Les conseillers du roi ne faisaient que répéter au prince ce que, depuis nos premiers désastres, ils n’avaient pas cessé de répondre à notre ministre : « Quand un de nos amis se jette par la fenêtre sans nous prévenir, disait M. Visconti-Venosta, ce n’est pas une raison pour qu’on saute après lui et se casse le cou, sans chance de le sauver. » C’était l’argument favori que cet homme d’état opposait à la diplomatie française lorsqu’elle devenait trop pressante.

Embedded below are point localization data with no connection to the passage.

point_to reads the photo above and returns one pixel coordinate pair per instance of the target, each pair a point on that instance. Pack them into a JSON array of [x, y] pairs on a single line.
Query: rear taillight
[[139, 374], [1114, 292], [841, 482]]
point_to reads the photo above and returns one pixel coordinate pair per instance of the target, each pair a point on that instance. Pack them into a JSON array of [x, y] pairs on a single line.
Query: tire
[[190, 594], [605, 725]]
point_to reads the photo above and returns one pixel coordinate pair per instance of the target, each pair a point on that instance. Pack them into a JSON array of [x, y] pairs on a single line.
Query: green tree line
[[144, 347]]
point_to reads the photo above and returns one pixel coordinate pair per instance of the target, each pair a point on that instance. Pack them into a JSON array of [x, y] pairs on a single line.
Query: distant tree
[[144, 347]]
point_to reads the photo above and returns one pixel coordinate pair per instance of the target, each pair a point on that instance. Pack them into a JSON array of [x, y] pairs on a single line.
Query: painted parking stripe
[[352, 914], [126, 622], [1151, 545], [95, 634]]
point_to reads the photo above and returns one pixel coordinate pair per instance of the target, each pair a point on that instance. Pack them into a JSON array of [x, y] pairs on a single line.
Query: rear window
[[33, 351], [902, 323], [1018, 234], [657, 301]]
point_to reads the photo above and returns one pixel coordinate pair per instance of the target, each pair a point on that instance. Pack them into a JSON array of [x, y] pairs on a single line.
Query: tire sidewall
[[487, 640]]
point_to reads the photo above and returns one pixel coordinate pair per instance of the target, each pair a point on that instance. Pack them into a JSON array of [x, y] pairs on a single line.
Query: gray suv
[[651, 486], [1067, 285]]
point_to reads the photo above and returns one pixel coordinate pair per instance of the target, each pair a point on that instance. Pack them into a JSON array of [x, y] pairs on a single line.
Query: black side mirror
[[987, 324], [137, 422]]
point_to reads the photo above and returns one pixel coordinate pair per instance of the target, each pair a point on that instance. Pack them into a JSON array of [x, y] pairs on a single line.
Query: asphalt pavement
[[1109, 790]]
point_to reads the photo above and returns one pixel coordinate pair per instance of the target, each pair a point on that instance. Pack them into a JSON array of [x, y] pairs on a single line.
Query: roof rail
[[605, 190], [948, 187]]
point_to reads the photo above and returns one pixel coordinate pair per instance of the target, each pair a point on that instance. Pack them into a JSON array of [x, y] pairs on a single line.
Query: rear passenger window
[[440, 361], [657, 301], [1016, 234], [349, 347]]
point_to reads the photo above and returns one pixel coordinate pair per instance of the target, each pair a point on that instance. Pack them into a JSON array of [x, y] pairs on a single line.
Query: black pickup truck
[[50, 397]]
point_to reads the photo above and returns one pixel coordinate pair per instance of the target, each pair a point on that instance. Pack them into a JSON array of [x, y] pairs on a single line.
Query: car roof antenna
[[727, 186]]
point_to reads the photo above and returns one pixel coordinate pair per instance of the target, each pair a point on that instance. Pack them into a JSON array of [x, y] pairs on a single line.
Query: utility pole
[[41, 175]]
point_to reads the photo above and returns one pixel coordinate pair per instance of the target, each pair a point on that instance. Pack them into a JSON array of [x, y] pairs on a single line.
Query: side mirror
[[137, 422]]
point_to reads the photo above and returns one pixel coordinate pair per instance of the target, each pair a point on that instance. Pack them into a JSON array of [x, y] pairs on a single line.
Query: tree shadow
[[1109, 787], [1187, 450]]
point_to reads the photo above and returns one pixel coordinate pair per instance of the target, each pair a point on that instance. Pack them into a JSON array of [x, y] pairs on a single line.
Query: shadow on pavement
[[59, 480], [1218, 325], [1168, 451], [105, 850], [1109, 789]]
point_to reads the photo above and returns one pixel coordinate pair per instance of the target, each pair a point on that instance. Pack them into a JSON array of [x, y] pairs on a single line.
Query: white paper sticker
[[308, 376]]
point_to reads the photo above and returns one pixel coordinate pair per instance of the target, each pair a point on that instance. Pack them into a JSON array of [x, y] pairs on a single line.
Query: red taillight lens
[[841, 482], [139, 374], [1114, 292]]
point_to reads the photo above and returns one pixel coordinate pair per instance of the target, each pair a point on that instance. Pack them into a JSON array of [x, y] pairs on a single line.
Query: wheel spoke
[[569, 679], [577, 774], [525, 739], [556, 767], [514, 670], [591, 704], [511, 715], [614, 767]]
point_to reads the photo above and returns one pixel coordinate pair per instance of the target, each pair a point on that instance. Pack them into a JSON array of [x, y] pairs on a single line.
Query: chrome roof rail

Il en coûtait au prince de se laisser éconduire. Les ministres italiens ne l’avaient pas habitué à une résistance si sèche, si inflexible. Il pria son beau-père d’intervenir ; il insista pour qu’on demandât à l’Autriche de s’associer à une action commune. Le roi était contrarié, nerveux, il lui était difficile de s’expliquer sur ses desseins, il lui était pénible de se lamenter sur le sort de la France. Il fit preuve néanmoins de bonne volonté ; il écrivit à l’empereur François-Joseph. Mais, ce devoir accompli, il partit brusquement pour la chasse, laissant son gendre au palais Pitti, livré à ses réflexions. Hospes gravis, disait Cicéron en parlant de la visite de César à la villa Possone »[1].


XV

L’Italie sentait que les temps étaient proches, qu’avant peu ses destinées seraient accomplies. Elle suivait les événemens avec anxiété, elle spéculait froidement sur nos défaites. Nous nous

  1. Le prince Napoléon était violemment attaqué par la presse française, qui se demandait comment il avait pu quitter l’armée, et le nouveau ministre des affaires étrangères, le prince de La Tour-d’Auvergne, parlait de donner sa démission en face d’une mission sur laquelle il n’avait pas été consulté. Le prince pria M. de Malaret de télégraphier à son ministre qu’il était venu à Florence, en vertu d’un ordre de l’empereur formulé dans son passeport, pour demander la participation de l’Italie à la guerre et que le gouvernement italien avait demandé de consulter préalablement l’Autriche, dont la réponse serait vraisemblablement négative. Le prince n’a accepté aucune discussion, ajoutait la dépêche, sur une intervention diplomatique ; il a écrit à l’empereur pour avoir des ordres formels qu’il exécutera dès qu’il les recevra, ce qui ne peut tarder. Le 28, l’empereur télégraphiait à son cousin de rester à Florence.